In a recent Harvard Business Review article, three of my RHR colleagues (Orla Leonard, Nathan Wiita, and Christopher Milane) reported the results of research they have been conducting for the past six years about enterprise-wide leadership teams. “The Best Senior Teams Thrive on Disagreement” summarized their work with 99 senior management teams across a variety of industries. The teams completed surveys comprised of 110 items that addressed everything from team structure to processes, results, and dynamics. More than 700 of the executive leaders on these senior management teams also provided data about their company’s organizational performance (sales, revenue growth, new product development, and market share).

One of the big findings of this research was the high correlation between top-team performance (as measured by business outcomes) and the ability to manage conflicting tensions. Cohesion, formerly thought of as perhaps the most important attribute of a high-performing team, was not so important. The best teams strike the right balance between cohesion and constructive conflict.

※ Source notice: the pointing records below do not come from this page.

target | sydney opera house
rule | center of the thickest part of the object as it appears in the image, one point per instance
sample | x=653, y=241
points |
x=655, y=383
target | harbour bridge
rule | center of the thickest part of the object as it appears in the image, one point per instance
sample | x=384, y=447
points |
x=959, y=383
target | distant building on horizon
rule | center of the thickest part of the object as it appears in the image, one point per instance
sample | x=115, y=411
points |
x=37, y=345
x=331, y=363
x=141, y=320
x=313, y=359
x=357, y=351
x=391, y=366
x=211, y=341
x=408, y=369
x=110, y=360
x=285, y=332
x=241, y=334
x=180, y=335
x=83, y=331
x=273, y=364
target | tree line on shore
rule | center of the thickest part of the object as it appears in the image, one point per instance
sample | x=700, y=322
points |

After reading this HBR article, I was reminded that this finding is also quite applicable to the functioning of effective boards. 

This observation was made at the 2017 Stanford Directors’ College by the panelists on a session entitled “CEO and Board Psychology.” The best board directors now do more than provide oversight—they proactively challenge each other and management to navigate the inherent tensions between the pursuit of short- and longer-term results and between taking and managing risks. They also recognize the continual need to adapt to the rapid pace of change in the competitive landscape within which they operate.  

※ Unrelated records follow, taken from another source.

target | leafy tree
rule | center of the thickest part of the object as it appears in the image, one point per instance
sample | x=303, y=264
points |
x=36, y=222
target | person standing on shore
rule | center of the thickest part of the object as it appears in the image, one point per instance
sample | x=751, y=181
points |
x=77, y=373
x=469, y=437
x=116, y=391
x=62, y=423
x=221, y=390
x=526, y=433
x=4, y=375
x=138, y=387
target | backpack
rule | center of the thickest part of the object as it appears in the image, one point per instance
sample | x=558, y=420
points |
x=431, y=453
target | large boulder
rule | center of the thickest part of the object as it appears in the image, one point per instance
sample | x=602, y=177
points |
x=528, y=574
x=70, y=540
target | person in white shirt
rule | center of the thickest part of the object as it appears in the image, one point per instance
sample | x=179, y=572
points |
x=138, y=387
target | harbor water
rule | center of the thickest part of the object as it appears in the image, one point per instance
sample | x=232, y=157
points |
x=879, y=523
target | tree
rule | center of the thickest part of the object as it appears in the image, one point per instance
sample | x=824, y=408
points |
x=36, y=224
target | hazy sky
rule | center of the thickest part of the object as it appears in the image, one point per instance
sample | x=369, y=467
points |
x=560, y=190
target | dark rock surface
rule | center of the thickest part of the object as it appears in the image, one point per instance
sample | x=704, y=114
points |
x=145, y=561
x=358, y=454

As Leonard, Wiita, and Milane argue, success for teams charged with enterprise leadership now requires the ability to innovate, which depends upon challenging both the status quo and a culture that encourages high levels of trust and transparency. Great board chairs are able to convey expectations for constructive tension and facilitate candid dialogue. They construct agendas that aren’t just filled with a parade of presentations but that leave time for discussion of complex issues. And they promote a respectful, collaborative partnership between board members and management that results in continuous improvement and strategic value.  

Innovation and risk-taking almost always cause friction and tension, and strong boards recognize their merit lies in embracing rather than avoiding this inherent duality. Ambitious achievement-oriented executives welcome and value that kind of challenge. It’s how boards contribute value these days.